The CBA included a channel — outside the legal system — for the developer to address neighborhood concerns. The agreement called for the developer to hire an independent compliance monitor to guarantee that the company kept its promises. But so far, that monitor has yet to be hired.
In a document released by Forest City Ratner on October 19, 2005, the company’s then Executive Vice President Jim Stuckey said plans for the compliance monitor were being finalized.
“The CBA Executive Committee is finalizing a Request for Proposals to retain an independent monitor to ensure that the CBA goals are met,” Stuckey said at the time.
“Forest City Ratner is one-hundred percent committed to meeting the targets in the CBA and that means we will have to partially fund many of these programs,” said Stuckey, referring to the community groups the developer helped fund.
Still, at the Wyckoff Gardens New York City Housing Authority Developments in Brooklyn, less than a mile from the Barclays Center, many residents just want the arena to open already.
“I can’t wait,” said 14-year-old Nassir Ali.

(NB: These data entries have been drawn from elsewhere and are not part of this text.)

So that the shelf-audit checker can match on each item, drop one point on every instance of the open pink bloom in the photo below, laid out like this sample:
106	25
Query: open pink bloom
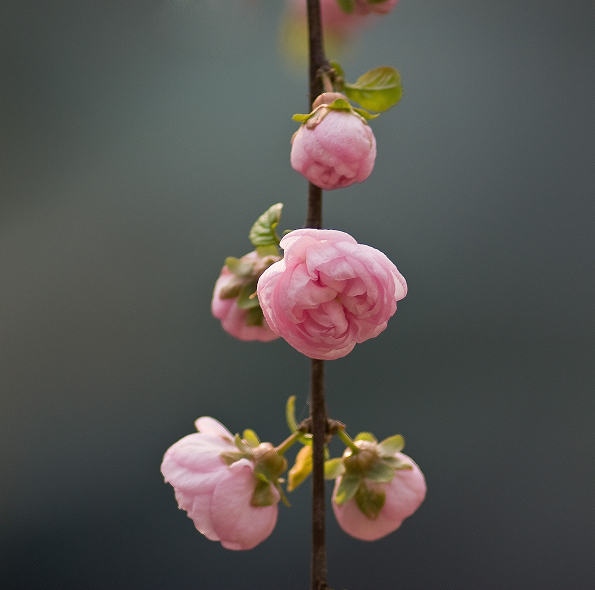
217	497
365	6
335	152
236	321
329	292
404	494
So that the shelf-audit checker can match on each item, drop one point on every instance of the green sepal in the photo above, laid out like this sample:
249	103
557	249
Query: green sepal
366	436
365	114
262	232
242	446
263	494
381	473
239	267
254	317
305	439
229	458
333	468
247	298
347	6
301	469
347	488
391	445
396	463
377	90
369	501
251	438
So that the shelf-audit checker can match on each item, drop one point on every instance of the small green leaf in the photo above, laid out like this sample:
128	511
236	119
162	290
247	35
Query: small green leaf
254	317
377	90
369	501
247	298
263	494
262	232
333	468
239	267
301	469
251	438
347	488
366	436
381	473
347	6
391	445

“I think it’s going to be great, because we finally got a stadium next to us, and we can just go there and watch basketball,” he said.
The arena will offer more than 200 events in its first year, including concerts from a diverse group of artists, from Neil Young and Crazy Horse to Barbara Streisand to Justin Bieber. Barclays Center will also be home to the Brooklyn Nets basketball team, of which Jay-Z is a part owner. The team is scheduled to play its first home game of the regular season against the New York Knicks on November 1.